Il virus potrebbe essere stato campionato in natura, modificato e potenziato per essere studiato oppure “una contaminazione correlata alla ricerca potrebbe derivare dal contatto con un virus naturale durante la raccolta sul campo, il trasporto dal campo a un laboratorio, caratterizzazione di pipistrelli e virus dei pipistrelli in laboratorio o da un virus non naturale modificato in laboratorio. Ci sono casi ben documentati di fughe di agenti patogeni dai laboratori. La raccolta sul campo, l’indagine sul campo e la ricerca in laboratorio su potenziali agenti patogeni pandemici richiedono protezioni ad alta sicurezza e una cultura della sicurezza forte e trasparente. Tuttavia, gli esperimenti sui coronavirus correlati alla Sars vengono eseguiti di routine a livello di biosicurezza che è conforme alle raccomandazioni per i virus che infettano animali non umani, ma è inappropriato per esperimenti che potrebbero produrre virus adattati all’uomo per effetto della selezione o mutazioni orientate”.

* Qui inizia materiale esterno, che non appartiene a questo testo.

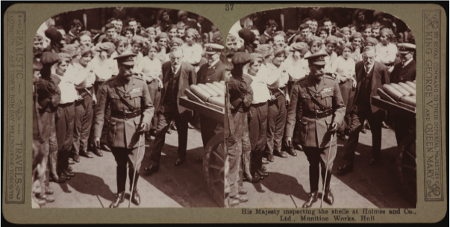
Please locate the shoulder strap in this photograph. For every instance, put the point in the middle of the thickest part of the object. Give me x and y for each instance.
(322, 107)
(132, 108)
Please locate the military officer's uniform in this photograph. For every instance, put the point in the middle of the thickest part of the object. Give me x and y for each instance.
(209, 73)
(131, 106)
(315, 105)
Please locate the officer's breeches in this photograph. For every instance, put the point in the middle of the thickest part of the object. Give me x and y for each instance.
(276, 121)
(64, 133)
(323, 156)
(258, 133)
(82, 124)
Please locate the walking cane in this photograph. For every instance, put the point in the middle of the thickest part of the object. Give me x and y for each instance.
(135, 169)
(326, 171)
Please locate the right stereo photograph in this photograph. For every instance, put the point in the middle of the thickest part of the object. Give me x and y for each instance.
(320, 110)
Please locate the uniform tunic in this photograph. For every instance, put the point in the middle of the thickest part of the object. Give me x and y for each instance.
(313, 131)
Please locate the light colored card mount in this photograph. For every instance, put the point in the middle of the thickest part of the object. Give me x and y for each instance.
(427, 21)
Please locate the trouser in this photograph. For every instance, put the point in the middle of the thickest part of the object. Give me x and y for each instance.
(97, 86)
(49, 146)
(64, 134)
(276, 122)
(209, 128)
(324, 156)
(236, 145)
(133, 157)
(348, 94)
(358, 119)
(402, 127)
(82, 124)
(155, 95)
(258, 134)
(164, 120)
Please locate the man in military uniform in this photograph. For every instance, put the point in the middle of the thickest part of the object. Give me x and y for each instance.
(131, 113)
(318, 109)
(213, 71)
(404, 71)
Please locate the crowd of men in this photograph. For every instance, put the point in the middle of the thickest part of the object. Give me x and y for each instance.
(104, 92)
(308, 88)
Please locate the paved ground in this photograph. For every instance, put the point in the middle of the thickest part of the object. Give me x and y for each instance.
(94, 184)
(365, 187)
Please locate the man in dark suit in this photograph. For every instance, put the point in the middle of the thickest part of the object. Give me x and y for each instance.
(214, 71)
(177, 77)
(370, 75)
(404, 71)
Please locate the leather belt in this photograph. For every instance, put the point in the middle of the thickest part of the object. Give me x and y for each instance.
(317, 114)
(123, 115)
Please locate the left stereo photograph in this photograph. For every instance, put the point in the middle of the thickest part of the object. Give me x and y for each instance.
(128, 110)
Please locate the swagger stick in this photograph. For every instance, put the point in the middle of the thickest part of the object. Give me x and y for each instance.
(326, 171)
(135, 169)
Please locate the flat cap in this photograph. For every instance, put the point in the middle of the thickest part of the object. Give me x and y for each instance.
(107, 46)
(404, 48)
(126, 58)
(317, 58)
(264, 50)
(49, 58)
(212, 48)
(241, 58)
(71, 49)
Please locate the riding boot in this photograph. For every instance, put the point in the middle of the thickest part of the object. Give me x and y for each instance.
(134, 196)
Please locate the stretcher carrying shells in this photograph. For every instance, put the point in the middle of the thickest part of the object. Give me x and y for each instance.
(205, 103)
(402, 102)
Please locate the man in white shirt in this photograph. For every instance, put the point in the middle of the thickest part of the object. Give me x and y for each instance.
(65, 116)
(83, 79)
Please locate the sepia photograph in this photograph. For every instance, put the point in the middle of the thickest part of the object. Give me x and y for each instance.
(321, 110)
(128, 110)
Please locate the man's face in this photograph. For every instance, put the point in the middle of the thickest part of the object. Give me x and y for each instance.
(212, 57)
(405, 57)
(133, 24)
(85, 40)
(38, 46)
(367, 33)
(121, 47)
(315, 47)
(176, 58)
(278, 60)
(305, 32)
(172, 33)
(317, 70)
(254, 67)
(61, 68)
(162, 42)
(356, 42)
(376, 33)
(384, 39)
(84, 60)
(136, 48)
(118, 26)
(181, 33)
(313, 26)
(232, 44)
(126, 71)
(330, 48)
(278, 41)
(129, 34)
(369, 58)
(111, 32)
(328, 25)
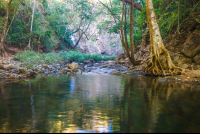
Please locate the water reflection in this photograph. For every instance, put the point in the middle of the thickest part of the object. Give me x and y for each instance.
(98, 103)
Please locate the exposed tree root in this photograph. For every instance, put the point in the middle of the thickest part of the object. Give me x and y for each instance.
(154, 67)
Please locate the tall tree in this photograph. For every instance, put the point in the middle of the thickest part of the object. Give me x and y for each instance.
(154, 66)
(3, 52)
(29, 43)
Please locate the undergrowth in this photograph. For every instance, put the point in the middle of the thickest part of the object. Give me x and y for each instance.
(31, 57)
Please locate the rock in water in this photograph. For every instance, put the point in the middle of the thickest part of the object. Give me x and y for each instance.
(73, 66)
(191, 46)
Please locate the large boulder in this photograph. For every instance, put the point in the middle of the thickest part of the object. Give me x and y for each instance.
(191, 47)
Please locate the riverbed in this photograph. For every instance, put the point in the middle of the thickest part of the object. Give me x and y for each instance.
(98, 103)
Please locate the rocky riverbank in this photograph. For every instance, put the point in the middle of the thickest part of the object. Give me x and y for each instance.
(10, 69)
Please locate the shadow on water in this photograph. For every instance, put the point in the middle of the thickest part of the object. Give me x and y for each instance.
(98, 103)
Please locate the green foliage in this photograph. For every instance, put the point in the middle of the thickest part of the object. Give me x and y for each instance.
(31, 57)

La conclusione è quindi che “attualmente non ci siano prove convincenti per scegliere tra un’origine naturale (cioè un virus che si è evoluto ed è stato trasmesso all’uomo esclusivamente tramite il contatto con animali selvatici o d’allevamento) e un’origine correlata alla ricerca (che potrebbe essersi verificata al campionamento siti, durante il trasporto o all’interno del laboratorio e potrebbe aver coinvolto virus naturali, selezionati o ingegnerizzati). Una valutazione basata sull’evidenza, indipendente e priva di pregiudizi richiederà una consultazione internazionale di esperti di alto livello senza conflitti di interesse, provenienti da varie discipline e paesi; il mandato sarà quello di stabilire i diversi scenari e le ipotesi associate, quindi proporre protocolli, metodi e dati necessari per chiarire la questione dell’origine del Sars Cov2. Al di là di questo problema, è importante continuare a discutere sul rapporto rischio-beneficio delle attuali pratiche di ricerca sul campo e di laboratorio, compresi gli esperimenti di gain of function, nonché le attività umane che contribuiscono agli eventi zoonotici”. L’appello alle riviste scientifiche è di pubblicare “analisi approfondite di tutte le ipotesi”. Inoltre secondo i firmatari “le ipotesi relative alla ricerca non sono disinformazione e congetture. Ancora più importante, la scienza abbraccia ipotesi alternative, argomenti contraddittori, dimostrazione, confutabilità e dibattito. Partire da questo principio rischia di stabilire dogmi, di abbandonare l’essenza della scienza e, peggio ancora, di aprire la strada a teorie del complotto. Invece, la comunità scientifica dovrebbe portare questo dibattito in un luogo a cui appartiene: le colonne delle riviste scientifiche“.